Previously, clang refused to build the AST nodes for them.

Diff Detail

Event Timeline

hokein created this revision.Mar 26 2020, 2:41 AM
Herald added a project: Restricted Project. · View Herald TranscriptMar 26 2020, 2:41 AM

I like the idea, but it seems to regress quite a lot of diagnostics... e.g. where we fail to deduce auto and then say it's not a pointer.

Also this is regressing things in the -fno-recovery-ast case, because of the changes to CheckDeclInExpr with the existing callsites that allow invalid decls. (I'm not sure what passing AcceptInvalid actually *did* before)

hokein added a comment.Apr 3 2020, 5:57 AM

I like the idea, but it seems to regress quite a lot of diagnostics... e.g. where we fail to deduce auto and then say it's not a pointer.

Also this is regressing things in the -fno-recovery-ast case, because of the changes to CheckDeclInExpr with the existing callsites that allow invalid decls. (I'm not sure what passing AcceptInvalid actually *did* before)

Yeah, the solution makes diagnostics worse...

The motivation of the patch is to preserve the DeclRefExpr nodes even the referenced var-decl is invalid, so that clangd features can still work, e.g. the case we care about

struct A { A(int); }
void t() {
  A a; // VarDecl a is invalid.
  a.^ // none of clangd features would work as we don't have any AST node
}

we have a few options:

  1. build DeclRefExpr regardless the validity of VarDecl;
  2. mark VarDecl valid even when there are errors during initialization;
  3. using RecoveryExpr, e.g. build a RecoveryExpr that wraps a DeclRefExpr if the VarDecl is invalid;

as shown in this patch, 1 is not ideal and hurts about clang diagnostics. 2 looks promising, and safer (probably not regress clang diagnostic a lot).

I think VarDecls in following cases should be valid.
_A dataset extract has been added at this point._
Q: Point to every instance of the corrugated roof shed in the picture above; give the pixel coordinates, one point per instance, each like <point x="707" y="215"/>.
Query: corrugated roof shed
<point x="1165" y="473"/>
Interestingly, clang doesn't seem to have consistent behavior -- some of them are valid already, so 2 has the greatest chance of not introducing large regressions.

struct A {
  A(int, int);
};

void test() {
  // 1) default initialization (without any initializers)
  A a1; // invalid

  // 2) direct initialization
  A a2(1); // invalid
  A a3{1}; // invalid
  A a4(invalid()); // valid
  A a5{invalid()}; // valid

  int var;
  // 3) copy initializaiton
  A a6 = 1; // invalid
  A a7 = A(1); // valid
  A a8 = A(var); // valid
  A a10 = A{1}; // valid
  A a9 = {1}; // invalid
}
nridge added a subscriber: nridge.Apr 4 2020, 4:55 PM

Yeah, so I guess the point of marking decls invalid is in large part to stop recovery using it.
It's not surprising 1 has recovery regressions. 3 should have fewer (basically because you'll get the dependent bits too), but likely still some.
2 definitely seems the way to go given that this is currently inconsistent between different invalid ways of initializing a variable. Thanks for D77395!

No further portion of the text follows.